Ottimo Pharma exits stealth with former Seagen CEO at the helm and 'exquisitely designed' cancer candidate in its pocket

After antibody-drug conjugate (ADC) specialist Seagen was sold to Pfizer last year for a whopping $43 billion, former CEO David Epstein said he was looking to “hopefully make new drugs somewhere else." Now, the long-time business leader’s next project, dubbed Ottimo Pharma, has emerged after three years in stealth with a potential Keytruda rival in its pocket.

Epstein is at the head of a star-studded leadership team that includes Boehringer Ingelheim’s former Chief Medical Officer Mehdi Shahidi, M.D., as head of development and chief medical officer, plus BioMarin’s Chief Business Officer James Sabry, M.D., Ph.D., serving as board vice-chair.

Ottimo was born out of a collaboration between investment firm Medicxi and biotech entrepreneur Jonny Finlay, who is known for launching antibody drug discovery company UltraHuman in 2020. Now, with its executive team locked in, the biotech is racing toward a 2025 IND filing for its PD1-VEGFR2 bifunctional antibody Jankistomig.

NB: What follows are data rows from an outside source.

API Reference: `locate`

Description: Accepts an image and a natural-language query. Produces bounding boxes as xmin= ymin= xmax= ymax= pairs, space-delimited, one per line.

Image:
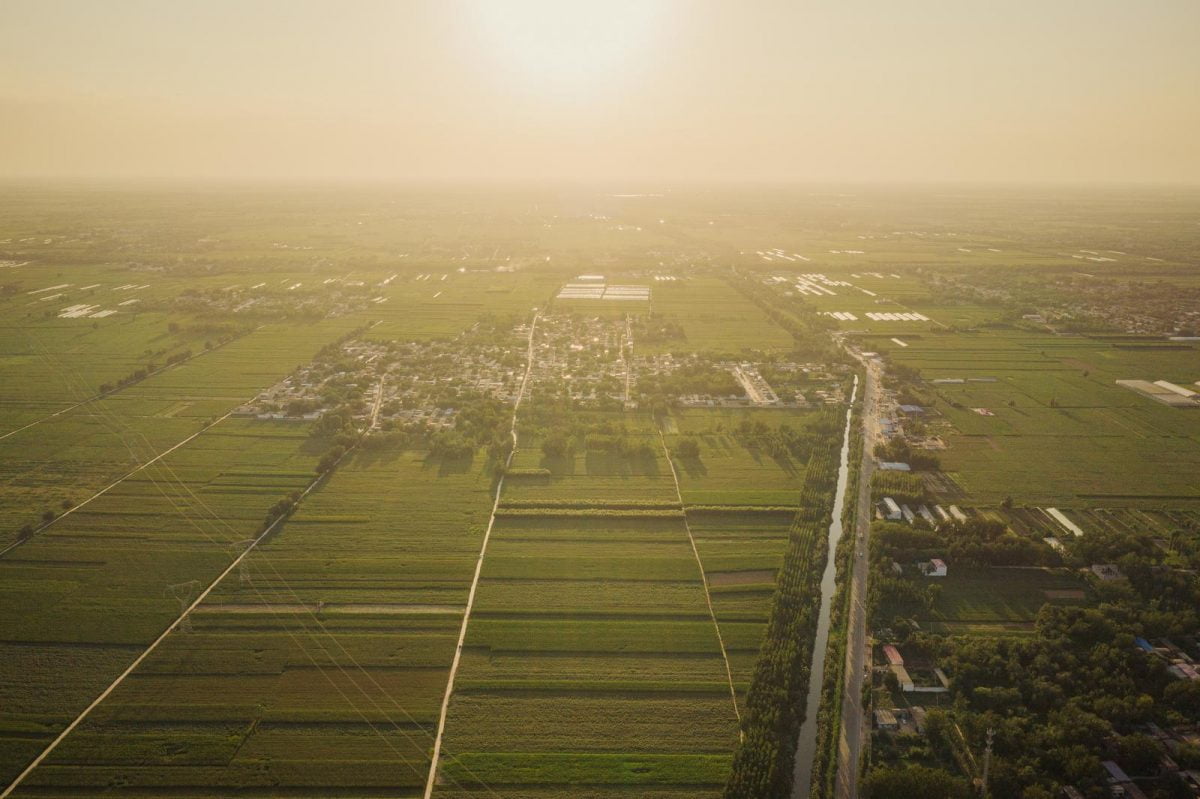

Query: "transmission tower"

xmin=163 ymin=579 xmax=200 ymax=632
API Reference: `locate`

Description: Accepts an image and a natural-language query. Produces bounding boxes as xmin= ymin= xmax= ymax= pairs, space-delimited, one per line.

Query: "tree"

xmin=862 ymin=765 xmax=971 ymax=799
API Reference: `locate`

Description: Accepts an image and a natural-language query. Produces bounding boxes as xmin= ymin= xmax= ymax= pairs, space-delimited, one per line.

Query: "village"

xmin=235 ymin=313 xmax=845 ymax=429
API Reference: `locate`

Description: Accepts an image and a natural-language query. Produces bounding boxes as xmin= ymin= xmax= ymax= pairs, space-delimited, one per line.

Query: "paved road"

xmin=836 ymin=352 xmax=881 ymax=799
xmin=420 ymin=310 xmax=541 ymax=799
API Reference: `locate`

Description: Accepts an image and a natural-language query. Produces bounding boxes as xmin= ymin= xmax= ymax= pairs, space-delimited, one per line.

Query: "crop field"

xmin=368 ymin=269 xmax=557 ymax=341
xmin=922 ymin=567 xmax=1090 ymax=635
xmin=640 ymin=276 xmax=792 ymax=353
xmin=438 ymin=506 xmax=737 ymax=797
xmin=0 ymin=319 xmax=367 ymax=545
xmin=504 ymin=433 xmax=676 ymax=501
xmin=871 ymin=331 xmax=1200 ymax=507
xmin=11 ymin=191 xmax=1200 ymax=799
xmin=12 ymin=439 xmax=490 ymax=795
xmin=0 ymin=420 xmax=317 ymax=776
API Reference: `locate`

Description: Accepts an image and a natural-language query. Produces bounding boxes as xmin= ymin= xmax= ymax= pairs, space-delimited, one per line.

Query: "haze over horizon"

xmin=0 ymin=0 xmax=1200 ymax=184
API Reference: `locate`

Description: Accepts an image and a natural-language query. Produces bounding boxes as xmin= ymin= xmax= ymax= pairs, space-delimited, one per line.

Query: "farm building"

xmin=880 ymin=497 xmax=904 ymax=522
xmin=1116 ymin=380 xmax=1200 ymax=408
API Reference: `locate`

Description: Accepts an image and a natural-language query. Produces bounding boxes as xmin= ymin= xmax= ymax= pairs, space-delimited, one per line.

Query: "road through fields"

Jankistomig was designed to target immune checkpoint inhibition and angiogenesis—or the formation of new blood vessels—as a dual-pathway, single agent, immunoglobulin replacement therapy (IgG) therapy. The preclinical candidate is designed to block both the PD1 and VEGF pathways, therefore boosting tumor immune cell biodistribution while minimizing VEGF-related adverse effects, all in the name of improving cancer treatment outcomes and reducing healthcare burden.

The drug is “exquisitely designed” and offers “large potential benefits to patients across a wide range of solid tumors,” Epstein said in an Oct. 28 press release.

Meanwhile, Sabry called the candidate “beautifully designed" and touted the asset's potential to "change the face of cancer immunotherapy."

Jankistomig may sound reminiscent of Summit Therapeutics’ Akeso-partnered PD-1/VEGF bispecific antibody ivonescimab, which last month bested Merck’s oncology powerhouse Keytruda in previously untreated, PD-L1-positive non-small cell lung cancer. While Keytruda blocks the PD-1 protein, Summit's and Ottimo’s inventions are built to block VEGF, a protein that’s crucial to the spread of tumors. 

Ottimo’s offering, however, hits its targets in a “very different way" than Summit's, Epstein told Bloomberg, adding that the med will be delivered in both intravenous and self-injected forms.

“I want to see interesting science that can substantially improve people’s lives,” Epstein told Fierce on the sidelines of last year’s American Society of Clinical Oncology's annual meeting, musing on his next stop post-Seagen. “I’d want to work with people that have that same desire and goal and where I can help people be successful.”

Before taking the reins at Seagen, Epstein was known for building out Novartis’ oncology unit, founding the Big Pharma's oncology and molecular diagnostics units.